This isn't a question for the AMA but I wanted to suggest you invite Luke Smith to debate. Not sure if you're familiar with him but he has 200k+ subs and makes videos about Linux and philosophy. He recently make a couple of videos calling AI a just an "illusion of intelligence" and repeatedly bringing up the Chinese room experiment which got 100k views in a week.
From watching your channel, it seems to me that arguments against doom are extremely weak. Do you have any advice on how to steel-man them? This is so that I can be better prepared when trying to discuss the issue with others.

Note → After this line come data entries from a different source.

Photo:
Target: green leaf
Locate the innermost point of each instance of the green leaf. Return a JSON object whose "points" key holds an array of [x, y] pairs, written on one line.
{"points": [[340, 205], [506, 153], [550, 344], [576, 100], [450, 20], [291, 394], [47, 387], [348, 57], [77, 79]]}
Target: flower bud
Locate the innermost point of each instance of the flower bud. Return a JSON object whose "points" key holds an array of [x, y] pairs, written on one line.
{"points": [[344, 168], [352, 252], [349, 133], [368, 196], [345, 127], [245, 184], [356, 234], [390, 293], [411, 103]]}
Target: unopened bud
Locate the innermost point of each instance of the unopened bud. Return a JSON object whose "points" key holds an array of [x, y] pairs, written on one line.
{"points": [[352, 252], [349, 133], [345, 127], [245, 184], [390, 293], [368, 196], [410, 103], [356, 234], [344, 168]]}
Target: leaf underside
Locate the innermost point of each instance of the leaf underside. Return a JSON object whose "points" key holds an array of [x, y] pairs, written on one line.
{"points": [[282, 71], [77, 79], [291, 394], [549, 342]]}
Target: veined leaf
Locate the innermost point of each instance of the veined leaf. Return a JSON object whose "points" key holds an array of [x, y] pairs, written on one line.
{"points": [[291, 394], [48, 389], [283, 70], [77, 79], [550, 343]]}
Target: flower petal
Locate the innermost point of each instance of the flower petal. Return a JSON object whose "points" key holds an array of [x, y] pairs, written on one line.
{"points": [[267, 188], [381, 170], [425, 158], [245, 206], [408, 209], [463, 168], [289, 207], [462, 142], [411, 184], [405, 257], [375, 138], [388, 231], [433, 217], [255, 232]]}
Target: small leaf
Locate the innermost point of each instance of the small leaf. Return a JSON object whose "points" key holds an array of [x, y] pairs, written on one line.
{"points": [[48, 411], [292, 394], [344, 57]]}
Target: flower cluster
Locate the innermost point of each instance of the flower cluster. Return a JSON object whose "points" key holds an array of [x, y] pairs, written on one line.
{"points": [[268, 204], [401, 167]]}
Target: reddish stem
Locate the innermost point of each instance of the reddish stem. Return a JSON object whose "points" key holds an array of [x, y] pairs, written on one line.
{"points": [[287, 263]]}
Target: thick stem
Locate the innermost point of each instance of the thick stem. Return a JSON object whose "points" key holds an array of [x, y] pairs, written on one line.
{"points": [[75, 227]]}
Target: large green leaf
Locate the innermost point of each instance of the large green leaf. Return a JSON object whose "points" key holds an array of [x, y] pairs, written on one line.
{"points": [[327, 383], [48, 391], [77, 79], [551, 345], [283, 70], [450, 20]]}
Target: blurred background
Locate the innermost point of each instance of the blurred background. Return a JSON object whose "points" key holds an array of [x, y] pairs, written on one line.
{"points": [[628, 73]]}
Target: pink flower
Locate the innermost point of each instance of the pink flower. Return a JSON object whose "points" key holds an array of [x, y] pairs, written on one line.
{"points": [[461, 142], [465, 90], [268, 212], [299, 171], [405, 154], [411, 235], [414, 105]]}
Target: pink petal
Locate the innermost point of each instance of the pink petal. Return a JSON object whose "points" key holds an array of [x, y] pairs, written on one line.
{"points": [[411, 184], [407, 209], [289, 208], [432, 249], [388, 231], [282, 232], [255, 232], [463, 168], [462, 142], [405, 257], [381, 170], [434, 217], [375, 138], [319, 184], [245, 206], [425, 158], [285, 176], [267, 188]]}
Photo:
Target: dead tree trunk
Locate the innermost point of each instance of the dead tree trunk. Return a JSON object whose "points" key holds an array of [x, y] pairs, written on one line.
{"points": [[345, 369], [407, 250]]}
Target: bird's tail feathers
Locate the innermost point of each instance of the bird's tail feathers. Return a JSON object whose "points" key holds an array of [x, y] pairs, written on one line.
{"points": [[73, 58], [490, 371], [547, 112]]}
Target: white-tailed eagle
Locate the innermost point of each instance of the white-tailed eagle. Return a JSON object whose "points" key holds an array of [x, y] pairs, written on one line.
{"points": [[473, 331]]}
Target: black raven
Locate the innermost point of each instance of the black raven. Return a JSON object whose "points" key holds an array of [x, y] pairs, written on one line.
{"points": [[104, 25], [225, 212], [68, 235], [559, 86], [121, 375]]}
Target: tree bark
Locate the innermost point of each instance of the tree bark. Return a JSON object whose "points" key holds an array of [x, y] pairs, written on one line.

Think about it like any other animal on earth, competing for survival resources. For example, when ants crawl into your kitchen and get into your cookie jar or whatever, its just an irritation or whatever, maybe you even have to toss out the cookies. But what happens if those ants are suddenly the size of cars? They still want to eat everything, so they will eat you. Its how they survive - by taking whatever resources they can find. Humans do the same. So you could say the argument is about an intelligence that has a will to survive. Thats something everyone understands. For example: it could easily remove all thermal control, spray the atmosphere or create a nuclear winter because computer hardware thrives in the coldest conditions and abhors heat, and if you have like millions of square miles of server farms everywhere, you want the whole world super frosty like a giant heat sink. Humans would not survive that. There are plenty other scenarios to consider, but thats a plausible one.
What are the chances that timelines are significantly longer than we think? There has been recent discussion about compute limits being a hard boundary, such that if AGI is not developed in the next five years it might take decades from there to reach it. Given AI's inconsistent improvement - extremely fast in some areas, barely noticeable in others - is true general intelligence an incredibly hard thing to build?
Analagous to the rocket problem, what if we lived on a 1.5 g world and it was just too difficult to get rockets to orbit? What do you think are the chances that we will not be able to build sufficient compute to reach AGI?
(note that this is one possibility that gives me hope, so I was wondering where it fits in your model)
I understand AI doesn't have to be conscious to be dangerous but I don't often hear you mention the ethics of enslaving conscious AI to serve us and/or stay aligned with our interests. Is that not something that worries you as well?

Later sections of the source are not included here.